MUMBAI (Reuters) - The Indian rupee dropped to a record low versus the U.S. dollar on Thursday, as Asian currencies declined on concerns over the pace and quantum of U.S. Federal Reserve's policy tightening ahead.

The rupee closed at a record low of 80.86 to the dollar, down from 79.9750 in the previous session.

Indian rupee slumps

It was the biggest single-day fall for the local unit since Feb. 24.

Traders that Reuters spoke to, were unable to confirm whether the Reserve Bank of India intervened in the spot market during the session.

Some traders said the RBI may have stepped in to arrest the rupee's decline, but the intervention was not too aggressive.
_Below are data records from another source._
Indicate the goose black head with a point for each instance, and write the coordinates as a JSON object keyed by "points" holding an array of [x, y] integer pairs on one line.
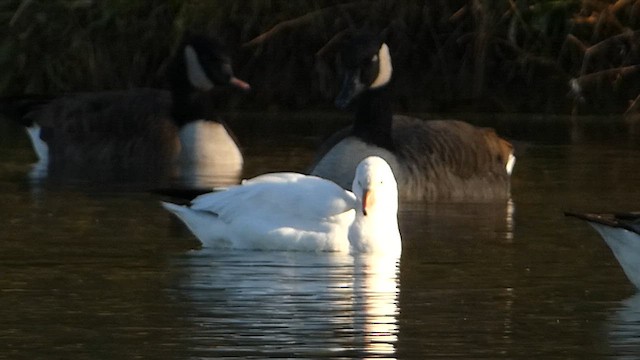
{"points": [[367, 65], [203, 63]]}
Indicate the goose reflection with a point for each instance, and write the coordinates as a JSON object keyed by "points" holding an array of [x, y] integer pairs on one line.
{"points": [[624, 329], [286, 304]]}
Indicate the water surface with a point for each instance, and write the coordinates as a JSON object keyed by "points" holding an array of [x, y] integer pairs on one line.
{"points": [[102, 271]]}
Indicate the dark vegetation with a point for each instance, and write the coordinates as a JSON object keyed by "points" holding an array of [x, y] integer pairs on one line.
{"points": [[507, 56]]}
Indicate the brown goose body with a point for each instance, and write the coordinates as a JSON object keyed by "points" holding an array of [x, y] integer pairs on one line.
{"points": [[140, 133], [438, 160]]}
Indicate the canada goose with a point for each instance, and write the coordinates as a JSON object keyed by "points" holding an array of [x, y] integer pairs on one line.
{"points": [[621, 232], [432, 160], [291, 211], [140, 132]]}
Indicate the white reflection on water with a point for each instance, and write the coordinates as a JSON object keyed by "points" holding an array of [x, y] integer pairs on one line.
{"points": [[291, 304], [624, 329]]}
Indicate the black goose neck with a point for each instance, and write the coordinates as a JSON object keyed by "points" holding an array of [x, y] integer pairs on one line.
{"points": [[374, 117], [188, 105]]}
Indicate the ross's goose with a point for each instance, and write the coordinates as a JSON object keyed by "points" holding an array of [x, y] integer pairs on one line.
{"points": [[291, 211], [621, 232]]}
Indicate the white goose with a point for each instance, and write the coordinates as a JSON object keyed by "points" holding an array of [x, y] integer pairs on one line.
{"points": [[291, 211], [621, 232]]}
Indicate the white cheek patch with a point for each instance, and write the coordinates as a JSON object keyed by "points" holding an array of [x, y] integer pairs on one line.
{"points": [[384, 73], [197, 77]]}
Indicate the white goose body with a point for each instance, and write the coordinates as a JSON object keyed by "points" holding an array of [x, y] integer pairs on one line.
{"points": [[295, 212], [621, 232]]}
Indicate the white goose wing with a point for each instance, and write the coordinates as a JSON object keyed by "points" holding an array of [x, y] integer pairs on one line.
{"points": [[288, 198]]}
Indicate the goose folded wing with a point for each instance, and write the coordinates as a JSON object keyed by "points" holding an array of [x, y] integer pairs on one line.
{"points": [[288, 196]]}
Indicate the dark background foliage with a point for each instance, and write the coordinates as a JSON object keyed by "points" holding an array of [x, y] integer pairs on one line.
{"points": [[507, 56]]}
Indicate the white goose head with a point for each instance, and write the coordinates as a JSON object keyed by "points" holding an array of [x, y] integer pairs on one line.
{"points": [[376, 226]]}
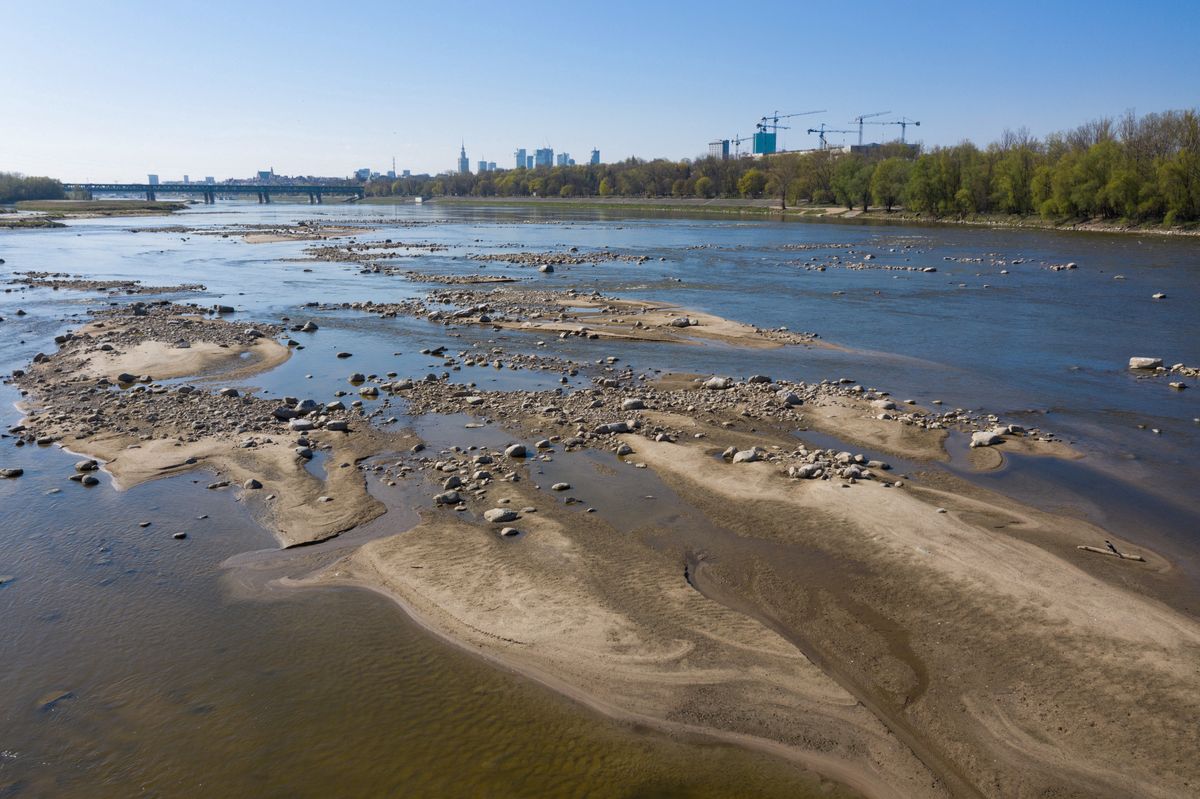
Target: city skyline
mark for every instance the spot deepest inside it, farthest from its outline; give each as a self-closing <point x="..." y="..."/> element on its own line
<point x="966" y="72"/>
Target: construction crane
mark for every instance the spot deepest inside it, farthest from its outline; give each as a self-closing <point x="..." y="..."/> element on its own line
<point x="858" y="120"/>
<point x="737" y="144"/>
<point x="904" y="122"/>
<point x="821" y="131"/>
<point x="771" y="125"/>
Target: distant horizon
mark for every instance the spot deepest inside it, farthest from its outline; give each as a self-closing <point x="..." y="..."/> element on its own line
<point x="85" y="104"/>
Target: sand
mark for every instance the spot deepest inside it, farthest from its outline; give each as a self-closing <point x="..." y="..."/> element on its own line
<point x="999" y="659"/>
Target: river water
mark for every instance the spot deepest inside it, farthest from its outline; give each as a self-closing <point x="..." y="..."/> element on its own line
<point x="137" y="664"/>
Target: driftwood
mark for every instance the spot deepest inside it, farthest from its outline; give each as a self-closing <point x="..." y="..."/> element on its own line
<point x="1123" y="556"/>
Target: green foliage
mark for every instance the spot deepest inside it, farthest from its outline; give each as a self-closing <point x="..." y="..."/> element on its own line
<point x="753" y="182"/>
<point x="888" y="181"/>
<point x="852" y="181"/>
<point x="1134" y="168"/>
<point x="16" y="187"/>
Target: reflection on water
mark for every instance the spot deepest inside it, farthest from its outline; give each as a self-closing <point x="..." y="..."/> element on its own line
<point x="138" y="664"/>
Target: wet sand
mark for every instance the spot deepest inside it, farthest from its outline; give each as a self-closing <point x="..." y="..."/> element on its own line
<point x="906" y="635"/>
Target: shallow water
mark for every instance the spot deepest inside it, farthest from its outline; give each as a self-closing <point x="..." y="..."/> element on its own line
<point x="190" y="674"/>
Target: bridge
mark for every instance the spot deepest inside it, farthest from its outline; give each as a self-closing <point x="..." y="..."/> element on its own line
<point x="210" y="191"/>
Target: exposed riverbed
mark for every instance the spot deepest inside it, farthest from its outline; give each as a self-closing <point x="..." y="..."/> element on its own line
<point x="139" y="662"/>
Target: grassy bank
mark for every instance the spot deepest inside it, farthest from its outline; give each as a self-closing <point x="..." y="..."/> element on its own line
<point x="804" y="212"/>
<point x="58" y="209"/>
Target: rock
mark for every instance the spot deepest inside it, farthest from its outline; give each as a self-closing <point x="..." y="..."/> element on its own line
<point x="283" y="413"/>
<point x="985" y="438"/>
<point x="499" y="515"/>
<point x="748" y="456"/>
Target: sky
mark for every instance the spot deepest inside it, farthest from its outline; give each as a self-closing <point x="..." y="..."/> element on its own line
<point x="99" y="91"/>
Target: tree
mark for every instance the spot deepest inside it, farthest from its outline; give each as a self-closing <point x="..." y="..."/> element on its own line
<point x="852" y="181"/>
<point x="888" y="181"/>
<point x="753" y="182"/>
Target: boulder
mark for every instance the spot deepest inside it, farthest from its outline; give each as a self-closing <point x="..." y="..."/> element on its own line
<point x="985" y="438"/>
<point x="499" y="515"/>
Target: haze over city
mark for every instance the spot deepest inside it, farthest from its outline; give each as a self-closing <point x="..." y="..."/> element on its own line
<point x="227" y="89"/>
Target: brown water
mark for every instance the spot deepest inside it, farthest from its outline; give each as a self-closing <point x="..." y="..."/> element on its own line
<point x="181" y="671"/>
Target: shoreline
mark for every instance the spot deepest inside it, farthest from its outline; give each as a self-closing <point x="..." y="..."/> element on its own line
<point x="795" y="214"/>
<point x="817" y="588"/>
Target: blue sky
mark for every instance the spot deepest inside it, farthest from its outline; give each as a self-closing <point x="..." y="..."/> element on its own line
<point x="118" y="89"/>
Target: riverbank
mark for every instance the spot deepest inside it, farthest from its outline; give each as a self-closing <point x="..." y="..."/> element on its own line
<point x="93" y="209"/>
<point x="803" y="212"/>
<point x="657" y="499"/>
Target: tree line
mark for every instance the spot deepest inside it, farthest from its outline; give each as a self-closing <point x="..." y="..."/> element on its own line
<point x="1144" y="169"/>
<point x="15" y="187"/>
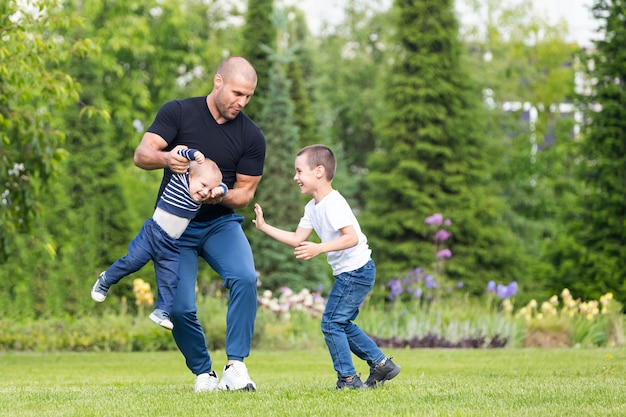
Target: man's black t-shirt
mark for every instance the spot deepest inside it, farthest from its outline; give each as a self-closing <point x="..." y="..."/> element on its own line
<point x="237" y="146"/>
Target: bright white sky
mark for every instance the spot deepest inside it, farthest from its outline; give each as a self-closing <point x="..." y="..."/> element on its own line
<point x="576" y="12"/>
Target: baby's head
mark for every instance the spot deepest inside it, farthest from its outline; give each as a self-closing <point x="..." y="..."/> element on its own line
<point x="203" y="178"/>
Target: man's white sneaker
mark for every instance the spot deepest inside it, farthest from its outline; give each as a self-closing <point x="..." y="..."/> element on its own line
<point x="235" y="377"/>
<point x="206" y="382"/>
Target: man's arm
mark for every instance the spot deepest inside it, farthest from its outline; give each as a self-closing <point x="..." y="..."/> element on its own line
<point x="241" y="195"/>
<point x="150" y="155"/>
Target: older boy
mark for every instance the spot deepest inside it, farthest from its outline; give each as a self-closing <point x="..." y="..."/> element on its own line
<point x="348" y="253"/>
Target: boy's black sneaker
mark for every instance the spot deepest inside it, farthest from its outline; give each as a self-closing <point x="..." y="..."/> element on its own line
<point x="350" y="382"/>
<point x="381" y="373"/>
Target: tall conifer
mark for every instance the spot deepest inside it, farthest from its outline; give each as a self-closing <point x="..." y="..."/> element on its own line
<point x="434" y="158"/>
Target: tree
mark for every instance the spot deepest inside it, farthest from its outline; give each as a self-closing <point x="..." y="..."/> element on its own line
<point x="434" y="157"/>
<point x="525" y="68"/>
<point x="258" y="31"/>
<point x="596" y="262"/>
<point x="33" y="88"/>
<point x="278" y="194"/>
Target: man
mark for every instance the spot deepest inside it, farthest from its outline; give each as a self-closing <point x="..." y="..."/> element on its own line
<point x="216" y="126"/>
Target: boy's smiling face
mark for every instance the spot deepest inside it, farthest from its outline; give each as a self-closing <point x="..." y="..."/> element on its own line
<point x="306" y="177"/>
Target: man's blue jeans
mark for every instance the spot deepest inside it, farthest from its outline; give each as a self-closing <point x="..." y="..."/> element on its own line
<point x="341" y="334"/>
<point x="222" y="243"/>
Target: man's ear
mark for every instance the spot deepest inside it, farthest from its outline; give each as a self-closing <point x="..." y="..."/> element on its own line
<point x="218" y="80"/>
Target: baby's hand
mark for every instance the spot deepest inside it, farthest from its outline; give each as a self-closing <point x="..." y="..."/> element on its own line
<point x="217" y="192"/>
<point x="199" y="157"/>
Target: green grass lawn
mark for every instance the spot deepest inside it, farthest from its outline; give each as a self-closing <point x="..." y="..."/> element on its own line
<point x="437" y="382"/>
However, most traders Reuters spoke to could not confirm if the central bank intervened in the spot market during the session. Traders at two state-run banks denied that RBI sold dollars to rein-in the rupee's fall.

All through the session, the rupee remained under pressure after the Fed sprung a hawkish outlook.

While the Fed's 75 basis-point rate hike was on expected lines, financial markets were surprised by the hawkish so-called dot plot.

The dot plot indicated that the rates will reach 4.4% by the end of this year, which would mean a cumulative increase of 125 basis points over the remaining two meetings in November and December.

Further, policymakers see rates rising to 4.6% by end-2023.

On the back of these forecasts, Asian currencies plunged and equities declined.

Mixed bag

"Given the current pro-dollar and weak equity sentiment, we expect RBI to... focus on smoothening the move towards 81 over the next few sessions," said Gautam Kumar, head of financial products at Kristal.AI, a Singapore-based digital private wealth management platform.

"We think USD/INR will just shift to trade in a higher 80-82 range over the medium term."

The dollar index at one point reached a fresh 20-year high of 111.80, but came off as the Japanese yen jumped after authorities intervened in the foreign exchange market for the first time since 1998.